Ante un caso tan complejo y poco transparente, desde Data24 nos asesoramos con profesionales y nos aseguraron que la ley indica que el defensor del acusado en el jurado de enjuiciamiento tiene que ser defendido por el Defensor General (o Defensor ante el Tribunal Superior). En noviembre pasado Ricardo Cancela, Defensor General de la provincia de Neuquén, renunció por jubilación y tras 6 meses el cargo aún no fue cubierto. Mientras tanto, lo subroga un Defensor de Circunscripción (lo que antes eran defensores de Cámara), en este caso, el Dr. Raúl Caferra, un defensor que no quiere defender.

En ese momento, el Juez Piedrabuena solicitó una defensa técnica cuando corrieron vista de la acusación, y recién el 30 de abril pasado, el Defensor Subrogante fue a ver la causa y decidió citar al juez para el día 4 de mayo pasado, “accidentalmente” el mismo día que vencía el plazo para hacer su defensa. Él mismo le aconseja al Juez que renuncie dado que la decisión de echarlo ya se había tomado meses atrás, para evitar seguir siendo -junto con su familia- blanco de la prensa local, afín al aparato del Ministerio Público Fiscal.

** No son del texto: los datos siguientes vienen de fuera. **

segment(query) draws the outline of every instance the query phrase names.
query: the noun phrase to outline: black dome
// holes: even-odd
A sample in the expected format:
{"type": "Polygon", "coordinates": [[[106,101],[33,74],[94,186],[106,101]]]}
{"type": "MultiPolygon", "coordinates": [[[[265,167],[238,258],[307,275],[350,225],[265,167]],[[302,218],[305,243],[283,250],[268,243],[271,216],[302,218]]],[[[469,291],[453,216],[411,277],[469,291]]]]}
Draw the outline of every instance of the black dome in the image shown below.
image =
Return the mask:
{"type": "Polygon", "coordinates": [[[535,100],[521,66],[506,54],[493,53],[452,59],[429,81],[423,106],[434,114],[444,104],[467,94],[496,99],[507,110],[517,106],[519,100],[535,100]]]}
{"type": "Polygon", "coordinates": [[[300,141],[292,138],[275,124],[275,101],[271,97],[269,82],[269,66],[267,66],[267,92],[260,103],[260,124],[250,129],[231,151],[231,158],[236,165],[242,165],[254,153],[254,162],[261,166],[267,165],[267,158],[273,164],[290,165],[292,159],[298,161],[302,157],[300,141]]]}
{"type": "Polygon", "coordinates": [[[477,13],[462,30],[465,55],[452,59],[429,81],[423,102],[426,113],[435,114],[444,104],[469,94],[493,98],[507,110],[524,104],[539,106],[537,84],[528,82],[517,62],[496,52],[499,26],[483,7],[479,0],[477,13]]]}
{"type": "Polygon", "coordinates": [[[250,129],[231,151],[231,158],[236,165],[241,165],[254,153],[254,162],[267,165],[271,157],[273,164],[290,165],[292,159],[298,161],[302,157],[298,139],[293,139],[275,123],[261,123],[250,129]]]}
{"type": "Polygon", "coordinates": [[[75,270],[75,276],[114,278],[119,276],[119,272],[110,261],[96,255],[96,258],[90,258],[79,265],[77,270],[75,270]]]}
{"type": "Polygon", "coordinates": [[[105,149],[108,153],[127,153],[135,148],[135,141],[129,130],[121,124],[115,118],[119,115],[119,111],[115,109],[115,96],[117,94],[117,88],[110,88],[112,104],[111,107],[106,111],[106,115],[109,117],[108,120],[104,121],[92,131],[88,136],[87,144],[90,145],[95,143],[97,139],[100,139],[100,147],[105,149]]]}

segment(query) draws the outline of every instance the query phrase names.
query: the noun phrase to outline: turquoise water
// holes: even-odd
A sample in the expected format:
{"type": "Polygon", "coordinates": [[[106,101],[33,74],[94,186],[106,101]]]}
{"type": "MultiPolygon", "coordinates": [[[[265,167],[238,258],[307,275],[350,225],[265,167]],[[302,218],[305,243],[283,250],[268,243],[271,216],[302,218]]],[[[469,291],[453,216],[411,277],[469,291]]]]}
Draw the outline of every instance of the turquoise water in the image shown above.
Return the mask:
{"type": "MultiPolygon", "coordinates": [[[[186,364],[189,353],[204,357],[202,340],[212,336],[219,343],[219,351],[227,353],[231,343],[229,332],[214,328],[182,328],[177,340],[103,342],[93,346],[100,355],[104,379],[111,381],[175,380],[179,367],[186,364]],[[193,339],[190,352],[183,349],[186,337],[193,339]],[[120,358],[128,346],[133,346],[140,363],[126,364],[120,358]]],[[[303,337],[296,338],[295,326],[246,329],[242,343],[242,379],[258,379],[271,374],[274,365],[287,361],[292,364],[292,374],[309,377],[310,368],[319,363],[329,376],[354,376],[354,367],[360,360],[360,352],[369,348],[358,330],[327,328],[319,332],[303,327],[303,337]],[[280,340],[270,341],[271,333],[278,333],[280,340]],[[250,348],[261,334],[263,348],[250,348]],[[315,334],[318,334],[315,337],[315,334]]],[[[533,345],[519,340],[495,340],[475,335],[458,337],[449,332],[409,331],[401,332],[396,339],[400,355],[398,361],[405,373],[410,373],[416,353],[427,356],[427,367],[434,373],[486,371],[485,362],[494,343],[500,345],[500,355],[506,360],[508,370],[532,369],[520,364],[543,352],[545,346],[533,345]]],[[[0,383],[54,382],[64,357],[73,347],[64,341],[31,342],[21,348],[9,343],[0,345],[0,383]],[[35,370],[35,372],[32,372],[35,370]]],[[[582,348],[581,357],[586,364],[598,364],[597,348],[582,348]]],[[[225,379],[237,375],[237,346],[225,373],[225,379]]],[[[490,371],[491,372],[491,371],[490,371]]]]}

Lo cierto es que el Doctor Raúl Caferra busca ser nombrado de modo permanente en el cargo que hoy se encuentra desempeñando como interino y enfrentarse a la fiscalía podría dificultar sus planes. El mismo día de esta reunión, el doctor Caferra decidió excusarse de la causa. Actualmente, el juez Piedrabuena no cuenta con la defensa que la ley y la Constitución Nacional le amparan (y nunca la tuvo en el trámite del juicio político, pese a su estado de salud y emocional, que lo mantiene impedido de ejercer como juez).

Asumir la defensa de Piedrabuena en el juicio político implica tener que hablar de los manejos indebidos y abusos de la fiscalía, exponiendo a funcionarios corruptos de la corporación judicial y oficiales de la Policía que actuaron abusando de su posición de poder, por lo que, quien haga esta tarea, si pretende hacerla bien, es posible que luego también corra la misma suerte que Piedrabuena y sea blanco de represalias, lo que conlleva a dificultar que existan defensores dispuestos a hacerla (incluso, muchos abogados particulares locales no se animan a hacer esa defensa) porque falta coraje y reina el “no te metas”, ya que piensan que esto nunca les podría pasar a ellos, ni tiene implicancia en sus vidas y profesión (aunque no se dan cuenta que con esta actitud, cada día ceden un poquito más de su libertad y son más esclavos).

Durante la audiencia el clima fue tan hostil hacia el Juez Piedrabuena y su abogado, Francisco Oneto, que cuando el Juez le pregunta si tiene algo más para agregar, el Doctor Oneto responde: “No, si agregó algo más me sacan la matricula”.

La inacción y la corrupción del sistema judicial obstruyen el esclarecimiento de la causa y funcionan como obstáculo para que el Juez Piedrabuena obtenga justicia.